In the above image is the combined weekly TSS scores from bike and run workouts, (click on the image to make it larger), from when he first came to me before IMAZ in April, until now. As you can read in my comments, he was training at such a high level of TSS on a daily and weekly basis before, that when he started training me we were no where near the same TSS levels. He stayed very healthy all season long, and the result was a three and a half hour improvement!

In fact, I was able to show him power files from his bike workouts that were actually much better than what he did at IMAZ in April, despite the lower TSS scores. We were able to better balance the intensity and volume to get him to improve so dramatically.

When we talked, he said it best, "Just goes to show that more is not necessarily better." Well said.

Coach Vance

Tuesday, December 2, 2008

Coaching Lesson Learned

I recently read an interview with Joel Filliol, who is the coach of the successful BAMF group, (Simon Whitfield - Olympic Silver Medalist, Tom Evans - 2 Ironman wins this year, and many more). He talked about being a development coach at the NTC in Victoria, BC. One thing he said which really resonated with me was, "as development coach I was working with a number of other coaches and didn't have the autonomy to make and be accountable for my own decisions."

I really appreciated this, because the way you learn is in the mistakes you make as a coach. (Show me a perfect coach, and I'll show you a coach who doesn't have any clients).

So many coaches don't take responsibility for their decisions with athletes. Because it's a two-person dance, it always seems easy for coaches to say the athlete was responsible for the performance when it wasn't as good as hoped. It's also easy for me to know what I'm doing right, but I think it's more important to know what I'm doing wrong. Most coaches will also never publicly expose their mistakes, so it makes it hard to learn from other coaches on what not to do.

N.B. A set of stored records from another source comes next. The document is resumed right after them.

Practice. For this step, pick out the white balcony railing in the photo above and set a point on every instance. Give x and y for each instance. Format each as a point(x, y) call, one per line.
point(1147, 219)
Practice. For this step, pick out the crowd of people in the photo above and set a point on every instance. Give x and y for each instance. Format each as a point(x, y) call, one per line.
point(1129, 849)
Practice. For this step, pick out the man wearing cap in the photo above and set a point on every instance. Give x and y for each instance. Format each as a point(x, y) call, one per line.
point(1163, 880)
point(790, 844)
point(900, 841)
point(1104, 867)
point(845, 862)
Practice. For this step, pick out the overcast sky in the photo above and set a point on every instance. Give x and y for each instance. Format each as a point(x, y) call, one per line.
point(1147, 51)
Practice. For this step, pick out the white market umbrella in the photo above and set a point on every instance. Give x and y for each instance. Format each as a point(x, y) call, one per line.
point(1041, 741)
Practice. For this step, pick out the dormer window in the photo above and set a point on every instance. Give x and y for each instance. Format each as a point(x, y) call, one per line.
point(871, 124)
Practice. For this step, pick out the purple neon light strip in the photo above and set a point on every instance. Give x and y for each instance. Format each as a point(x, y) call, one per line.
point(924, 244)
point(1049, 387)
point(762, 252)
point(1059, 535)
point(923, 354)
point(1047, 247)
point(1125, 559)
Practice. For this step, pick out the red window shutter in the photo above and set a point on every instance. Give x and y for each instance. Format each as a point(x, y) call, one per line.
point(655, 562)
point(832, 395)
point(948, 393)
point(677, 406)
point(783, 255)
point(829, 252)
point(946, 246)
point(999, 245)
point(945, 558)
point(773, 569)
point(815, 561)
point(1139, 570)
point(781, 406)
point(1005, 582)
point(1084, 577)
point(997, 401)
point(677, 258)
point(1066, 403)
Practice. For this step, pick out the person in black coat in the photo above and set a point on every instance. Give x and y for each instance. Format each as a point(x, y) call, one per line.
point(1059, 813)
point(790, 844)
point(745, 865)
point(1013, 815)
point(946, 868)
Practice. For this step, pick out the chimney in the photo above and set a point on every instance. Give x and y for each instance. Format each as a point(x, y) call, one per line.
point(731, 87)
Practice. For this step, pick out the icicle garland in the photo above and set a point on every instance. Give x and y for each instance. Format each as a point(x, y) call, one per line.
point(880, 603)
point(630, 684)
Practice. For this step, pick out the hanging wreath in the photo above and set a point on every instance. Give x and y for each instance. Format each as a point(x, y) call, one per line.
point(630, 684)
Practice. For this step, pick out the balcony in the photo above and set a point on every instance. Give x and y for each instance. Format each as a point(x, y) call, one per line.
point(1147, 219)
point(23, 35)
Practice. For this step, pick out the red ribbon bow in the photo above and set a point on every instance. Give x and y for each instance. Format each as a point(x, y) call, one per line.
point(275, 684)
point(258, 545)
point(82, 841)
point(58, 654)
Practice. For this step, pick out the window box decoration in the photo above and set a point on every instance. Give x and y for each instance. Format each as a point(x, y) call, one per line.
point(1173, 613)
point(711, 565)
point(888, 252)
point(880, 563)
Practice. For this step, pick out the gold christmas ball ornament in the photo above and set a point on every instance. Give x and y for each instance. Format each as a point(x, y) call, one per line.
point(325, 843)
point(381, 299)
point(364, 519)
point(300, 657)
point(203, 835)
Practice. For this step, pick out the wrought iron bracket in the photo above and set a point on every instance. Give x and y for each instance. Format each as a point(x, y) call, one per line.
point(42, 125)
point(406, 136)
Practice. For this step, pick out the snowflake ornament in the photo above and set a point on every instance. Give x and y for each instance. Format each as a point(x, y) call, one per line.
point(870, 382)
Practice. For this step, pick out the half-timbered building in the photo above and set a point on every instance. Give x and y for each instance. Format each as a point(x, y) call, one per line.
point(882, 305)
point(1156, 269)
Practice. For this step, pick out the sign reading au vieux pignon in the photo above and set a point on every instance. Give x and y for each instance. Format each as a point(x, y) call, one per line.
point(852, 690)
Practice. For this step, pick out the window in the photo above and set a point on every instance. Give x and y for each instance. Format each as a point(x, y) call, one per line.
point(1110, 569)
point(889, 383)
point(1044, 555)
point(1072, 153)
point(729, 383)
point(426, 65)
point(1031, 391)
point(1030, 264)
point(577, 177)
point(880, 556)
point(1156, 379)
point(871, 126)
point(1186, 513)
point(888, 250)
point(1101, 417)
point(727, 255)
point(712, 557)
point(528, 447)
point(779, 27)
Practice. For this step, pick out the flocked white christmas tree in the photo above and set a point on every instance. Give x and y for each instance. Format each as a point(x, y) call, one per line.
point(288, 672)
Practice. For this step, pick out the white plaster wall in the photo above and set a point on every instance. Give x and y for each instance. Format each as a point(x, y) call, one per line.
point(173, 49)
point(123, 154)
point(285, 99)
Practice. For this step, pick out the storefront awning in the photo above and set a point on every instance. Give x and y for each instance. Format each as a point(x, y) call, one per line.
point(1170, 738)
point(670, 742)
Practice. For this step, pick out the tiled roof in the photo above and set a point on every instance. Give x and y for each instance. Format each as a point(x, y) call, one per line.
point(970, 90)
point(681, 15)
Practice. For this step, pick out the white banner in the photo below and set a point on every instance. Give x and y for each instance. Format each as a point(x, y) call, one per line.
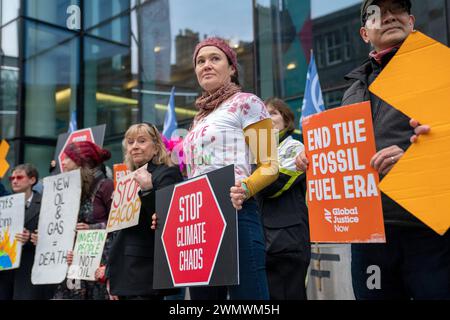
point(57, 224)
point(12, 217)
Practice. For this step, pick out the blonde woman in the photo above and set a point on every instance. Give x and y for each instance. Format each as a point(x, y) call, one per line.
point(130, 264)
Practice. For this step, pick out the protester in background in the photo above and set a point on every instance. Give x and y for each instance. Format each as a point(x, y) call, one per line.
point(225, 110)
point(285, 215)
point(130, 265)
point(415, 261)
point(16, 284)
point(96, 199)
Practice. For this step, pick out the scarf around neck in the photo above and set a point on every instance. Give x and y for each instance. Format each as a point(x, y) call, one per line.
point(207, 103)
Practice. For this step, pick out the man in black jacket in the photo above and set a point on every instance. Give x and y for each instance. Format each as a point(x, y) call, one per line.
point(415, 261)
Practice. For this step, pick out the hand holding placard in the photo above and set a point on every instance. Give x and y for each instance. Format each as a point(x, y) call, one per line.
point(343, 198)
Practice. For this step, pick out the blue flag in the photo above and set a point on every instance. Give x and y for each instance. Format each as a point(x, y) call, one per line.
point(313, 100)
point(170, 122)
point(73, 122)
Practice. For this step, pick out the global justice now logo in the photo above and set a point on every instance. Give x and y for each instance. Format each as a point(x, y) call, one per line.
point(342, 218)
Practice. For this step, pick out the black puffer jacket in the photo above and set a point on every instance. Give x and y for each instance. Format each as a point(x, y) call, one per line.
point(391, 127)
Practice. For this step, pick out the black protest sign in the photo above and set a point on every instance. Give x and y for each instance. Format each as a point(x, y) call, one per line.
point(56, 229)
point(95, 135)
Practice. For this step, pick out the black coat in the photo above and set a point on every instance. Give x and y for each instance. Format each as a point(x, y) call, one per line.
point(130, 263)
point(391, 127)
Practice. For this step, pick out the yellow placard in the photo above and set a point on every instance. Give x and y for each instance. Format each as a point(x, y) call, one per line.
point(4, 165)
point(417, 82)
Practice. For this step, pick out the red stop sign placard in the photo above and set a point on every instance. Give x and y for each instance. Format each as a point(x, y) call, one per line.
point(193, 232)
point(77, 136)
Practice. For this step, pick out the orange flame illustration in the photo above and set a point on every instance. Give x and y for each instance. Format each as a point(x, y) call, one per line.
point(6, 247)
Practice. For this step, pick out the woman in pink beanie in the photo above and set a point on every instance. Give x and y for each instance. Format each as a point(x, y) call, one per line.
point(96, 198)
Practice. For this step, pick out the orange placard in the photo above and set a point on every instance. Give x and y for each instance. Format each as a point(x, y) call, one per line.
point(120, 171)
point(343, 197)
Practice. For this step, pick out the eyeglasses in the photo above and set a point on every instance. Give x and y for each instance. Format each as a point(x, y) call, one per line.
point(18, 178)
point(395, 7)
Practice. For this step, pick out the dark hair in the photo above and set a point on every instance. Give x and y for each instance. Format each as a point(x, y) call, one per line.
point(235, 76)
point(30, 171)
point(366, 4)
point(285, 111)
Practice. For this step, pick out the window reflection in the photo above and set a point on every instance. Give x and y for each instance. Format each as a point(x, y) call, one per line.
point(51, 11)
point(169, 32)
point(107, 96)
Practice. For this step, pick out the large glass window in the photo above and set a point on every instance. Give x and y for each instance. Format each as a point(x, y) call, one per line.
point(40, 156)
point(9, 10)
point(284, 44)
point(51, 11)
point(51, 79)
point(9, 81)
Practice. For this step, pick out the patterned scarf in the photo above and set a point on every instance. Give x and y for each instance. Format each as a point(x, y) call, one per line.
point(378, 56)
point(207, 103)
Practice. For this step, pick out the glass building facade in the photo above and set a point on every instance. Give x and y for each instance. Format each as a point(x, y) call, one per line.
point(114, 62)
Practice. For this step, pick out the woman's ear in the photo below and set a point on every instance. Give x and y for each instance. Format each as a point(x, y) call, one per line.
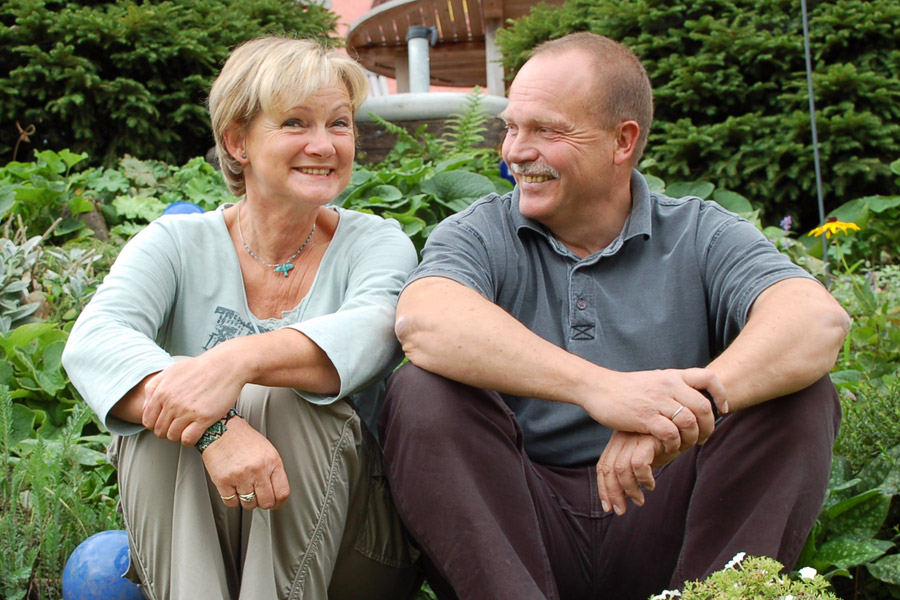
point(234, 142)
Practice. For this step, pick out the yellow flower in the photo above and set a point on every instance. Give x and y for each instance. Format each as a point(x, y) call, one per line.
point(833, 226)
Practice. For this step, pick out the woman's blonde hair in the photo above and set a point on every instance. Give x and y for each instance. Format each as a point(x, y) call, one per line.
point(271, 74)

It is the end of the season, and I feel it's important to look back on the season with my athletes, and see where I, the coach, went wrong. Where did I make mistakes? What could I have done better to prepare my athletes. I have sent some of my athletes these year-end reviews, but not all yet. (Be patient if you're reading this, these take some time!) These are becoming invaluable to me, especially for those athletes who gather data via power meters and speed-distance devices for running.

One athlete I finished the season with I was especially disappointed about, because they are the first athlete I've ever had who was not able to compete at their A-priority race. This athlete was doing extremely well, improving to levels which were surpising even me. Then in one big day on the bike, the back tightened up so bad, they were unable to move for a few days. We were about 4 weeks from the start line of IMAZ. It only seemed to get worse, and it became clear the race would not happen.

There were some signs of nagging tension with the back, and perhaps the athlete didn't communicate it well enough to me to make me take notice, but I had a sense something could have been done by me to prevent it. Or even worse, that I contributed largely to the injury.

When I went back and looked at the Performance Management Charts, it became evident that when I spiked the stimulus too much, the athlete did not respond well. I was too aggressive in this athlete's training.

Click on this image, the PMC, with my notes that I sent to the athlete:

This was a great tool for me, in seeing that I got too aggressive, and need to be more aware of the risks I am taking with an athlete's health and season. I've certainly had an excellent track record, as again this was the first athlete not to compete at their A-priority race, but sometimes you need to be reminded.

This is just another advantage of collecting data, not only as an athlete, but as a coach. I'm glad it's helping me "be accountable for my own decisions" as a coach.